The book was edited and prefaced by Anna Kalarus, holder of a post-doctoral degree and lecturer at the Faculty for Musical Education of the Music Academy in Kraków.

Here are two excerpts from her preface:

(...)  In his publication, the author begins by drawing up a balance sheet of previous research in the field of ear training and the development of so-called musicality. He gives a thorough and penetrating chronological presentation of the various methods and systems. He begins with the traditional methods of Guido d'Arezzo and Jean-Jacques Rousseau, moving on to Pierre Galina, Guillaume-Louis Bocquillon, and to John Curwen’s Tonic sol-fa, John Evans’s phonogesture method and Cark Eitz’s 12-syllable system. The last three approaches are analysed with particular attention. In analysing modern methods of musical education, the author expresses concern with the fact that they do not treat ear-training, including the skills of reading and writing notes, as their main and fundamental components but as elements of secondary importance, or even as supplementary.  Despite this, the author writes with due respect about the work of the “big three”, i.e.  Carl Orff, Émile Jaques-Dalcroze and ZoltánKodály, as well as other 20th-century music theoreticians, including Poles.

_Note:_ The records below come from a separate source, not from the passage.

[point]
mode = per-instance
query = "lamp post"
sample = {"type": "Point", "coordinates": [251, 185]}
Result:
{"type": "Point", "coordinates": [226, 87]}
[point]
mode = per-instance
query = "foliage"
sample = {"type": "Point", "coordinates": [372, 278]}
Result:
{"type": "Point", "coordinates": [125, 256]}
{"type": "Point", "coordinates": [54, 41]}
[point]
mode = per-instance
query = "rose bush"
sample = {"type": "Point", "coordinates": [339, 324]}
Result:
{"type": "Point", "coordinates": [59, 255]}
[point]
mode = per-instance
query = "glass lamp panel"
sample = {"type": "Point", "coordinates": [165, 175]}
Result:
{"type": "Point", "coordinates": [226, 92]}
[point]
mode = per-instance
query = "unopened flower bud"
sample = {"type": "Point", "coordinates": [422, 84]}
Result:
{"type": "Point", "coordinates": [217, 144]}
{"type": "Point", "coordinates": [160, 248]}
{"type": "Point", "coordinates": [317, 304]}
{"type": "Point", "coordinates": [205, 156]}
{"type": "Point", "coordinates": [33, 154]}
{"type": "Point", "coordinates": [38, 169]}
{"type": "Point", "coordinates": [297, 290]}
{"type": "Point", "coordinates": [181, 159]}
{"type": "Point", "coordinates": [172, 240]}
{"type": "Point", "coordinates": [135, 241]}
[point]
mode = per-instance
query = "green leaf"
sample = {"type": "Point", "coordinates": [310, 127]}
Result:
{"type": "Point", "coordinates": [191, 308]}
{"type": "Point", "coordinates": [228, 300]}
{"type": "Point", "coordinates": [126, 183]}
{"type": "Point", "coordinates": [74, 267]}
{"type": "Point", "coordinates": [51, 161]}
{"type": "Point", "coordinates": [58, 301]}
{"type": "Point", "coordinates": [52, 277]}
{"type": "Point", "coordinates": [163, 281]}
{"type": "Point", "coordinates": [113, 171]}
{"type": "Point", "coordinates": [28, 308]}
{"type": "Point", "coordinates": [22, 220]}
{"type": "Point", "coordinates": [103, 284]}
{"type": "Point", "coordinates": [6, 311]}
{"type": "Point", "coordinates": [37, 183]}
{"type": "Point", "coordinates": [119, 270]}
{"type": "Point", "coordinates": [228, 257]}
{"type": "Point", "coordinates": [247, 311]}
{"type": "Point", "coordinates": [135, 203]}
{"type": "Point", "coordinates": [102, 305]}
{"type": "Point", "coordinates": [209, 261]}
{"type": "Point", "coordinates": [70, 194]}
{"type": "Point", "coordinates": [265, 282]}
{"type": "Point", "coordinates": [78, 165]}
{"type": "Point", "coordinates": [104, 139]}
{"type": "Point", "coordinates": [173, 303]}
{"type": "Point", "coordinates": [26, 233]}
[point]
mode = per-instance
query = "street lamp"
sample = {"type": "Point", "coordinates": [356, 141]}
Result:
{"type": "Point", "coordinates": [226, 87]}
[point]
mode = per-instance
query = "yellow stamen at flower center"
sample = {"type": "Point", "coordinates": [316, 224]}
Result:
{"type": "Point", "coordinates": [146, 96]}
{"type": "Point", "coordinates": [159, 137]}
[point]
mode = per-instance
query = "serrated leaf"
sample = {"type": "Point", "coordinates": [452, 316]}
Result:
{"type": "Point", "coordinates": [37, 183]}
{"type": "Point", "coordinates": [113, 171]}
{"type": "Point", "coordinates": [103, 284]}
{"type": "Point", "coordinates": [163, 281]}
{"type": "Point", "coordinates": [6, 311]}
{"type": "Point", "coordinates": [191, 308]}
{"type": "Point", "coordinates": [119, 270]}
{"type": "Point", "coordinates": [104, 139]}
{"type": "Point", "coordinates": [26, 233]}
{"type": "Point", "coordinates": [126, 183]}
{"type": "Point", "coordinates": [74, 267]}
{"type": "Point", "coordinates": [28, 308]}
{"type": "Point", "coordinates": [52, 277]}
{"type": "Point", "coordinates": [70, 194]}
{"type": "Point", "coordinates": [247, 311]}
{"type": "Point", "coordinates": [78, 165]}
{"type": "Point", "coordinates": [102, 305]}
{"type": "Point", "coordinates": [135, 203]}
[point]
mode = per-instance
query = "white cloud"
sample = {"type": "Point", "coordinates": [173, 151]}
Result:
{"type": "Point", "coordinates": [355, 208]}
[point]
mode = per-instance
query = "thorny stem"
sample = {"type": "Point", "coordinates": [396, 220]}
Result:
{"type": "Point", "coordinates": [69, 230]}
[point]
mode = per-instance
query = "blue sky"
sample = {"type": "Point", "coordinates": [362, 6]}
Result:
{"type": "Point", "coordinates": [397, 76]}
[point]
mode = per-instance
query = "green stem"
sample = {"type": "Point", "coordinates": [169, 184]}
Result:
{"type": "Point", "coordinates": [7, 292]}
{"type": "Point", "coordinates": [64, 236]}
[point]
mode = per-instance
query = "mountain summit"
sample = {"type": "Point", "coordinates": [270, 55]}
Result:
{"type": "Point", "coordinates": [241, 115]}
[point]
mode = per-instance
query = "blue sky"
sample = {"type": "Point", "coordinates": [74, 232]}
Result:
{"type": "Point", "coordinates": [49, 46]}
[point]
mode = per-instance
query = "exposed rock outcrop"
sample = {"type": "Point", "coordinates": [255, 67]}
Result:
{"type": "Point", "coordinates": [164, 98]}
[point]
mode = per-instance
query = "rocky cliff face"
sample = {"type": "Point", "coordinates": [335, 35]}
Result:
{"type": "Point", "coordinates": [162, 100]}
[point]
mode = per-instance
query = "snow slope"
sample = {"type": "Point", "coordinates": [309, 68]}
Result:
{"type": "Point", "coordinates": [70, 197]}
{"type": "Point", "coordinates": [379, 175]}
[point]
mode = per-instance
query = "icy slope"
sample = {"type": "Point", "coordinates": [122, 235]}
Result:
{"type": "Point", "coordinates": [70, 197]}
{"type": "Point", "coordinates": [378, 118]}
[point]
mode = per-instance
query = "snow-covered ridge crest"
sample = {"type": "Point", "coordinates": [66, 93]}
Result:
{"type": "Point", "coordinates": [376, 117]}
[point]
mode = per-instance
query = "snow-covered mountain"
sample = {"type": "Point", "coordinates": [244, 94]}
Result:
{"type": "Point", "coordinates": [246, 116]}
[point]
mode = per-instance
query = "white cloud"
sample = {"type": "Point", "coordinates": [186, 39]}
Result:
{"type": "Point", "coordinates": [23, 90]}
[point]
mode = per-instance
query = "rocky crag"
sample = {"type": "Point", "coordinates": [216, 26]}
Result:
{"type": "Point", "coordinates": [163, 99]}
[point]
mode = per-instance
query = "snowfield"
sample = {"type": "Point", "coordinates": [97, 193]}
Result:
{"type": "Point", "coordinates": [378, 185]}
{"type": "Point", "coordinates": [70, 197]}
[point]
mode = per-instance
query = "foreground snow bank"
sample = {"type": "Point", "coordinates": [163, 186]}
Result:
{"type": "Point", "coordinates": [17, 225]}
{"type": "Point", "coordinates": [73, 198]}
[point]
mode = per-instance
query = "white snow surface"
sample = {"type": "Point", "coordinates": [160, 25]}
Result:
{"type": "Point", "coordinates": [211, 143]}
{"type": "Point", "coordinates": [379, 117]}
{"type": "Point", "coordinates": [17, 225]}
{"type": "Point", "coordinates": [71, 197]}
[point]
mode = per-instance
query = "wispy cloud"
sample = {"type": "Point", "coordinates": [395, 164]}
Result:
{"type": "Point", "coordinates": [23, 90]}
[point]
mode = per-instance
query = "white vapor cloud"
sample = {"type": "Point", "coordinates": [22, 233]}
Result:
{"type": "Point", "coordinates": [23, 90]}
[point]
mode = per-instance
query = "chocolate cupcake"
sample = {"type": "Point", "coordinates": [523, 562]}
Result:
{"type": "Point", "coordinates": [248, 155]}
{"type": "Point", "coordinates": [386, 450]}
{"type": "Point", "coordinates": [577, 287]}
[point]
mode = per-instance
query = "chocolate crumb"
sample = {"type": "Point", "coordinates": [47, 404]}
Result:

 (...)  The most important and perhaps the most interesting part of the book is the presentation of the author’s own concept of perfecting the ancillary means in the reading and writing of notes. In the first instance, the author deals with the streamlining of musical notation. His starting point is the tempered 12-semitone scale and the ultimate result is a notation on staves of different width, without clefs or accidentals, with the line c defining absolute pitch. The other element of the author’s project is a transformed, reformed syllabic system. By introducing new syllables, he creates a 12-stage syllabic chromatic sequence.  Linked to the changes in the syllabic system is a modified phonogesture. The whole project is complete with the author’s recommendations regarding exercises and the practical of the modernized system of reading and writing notes.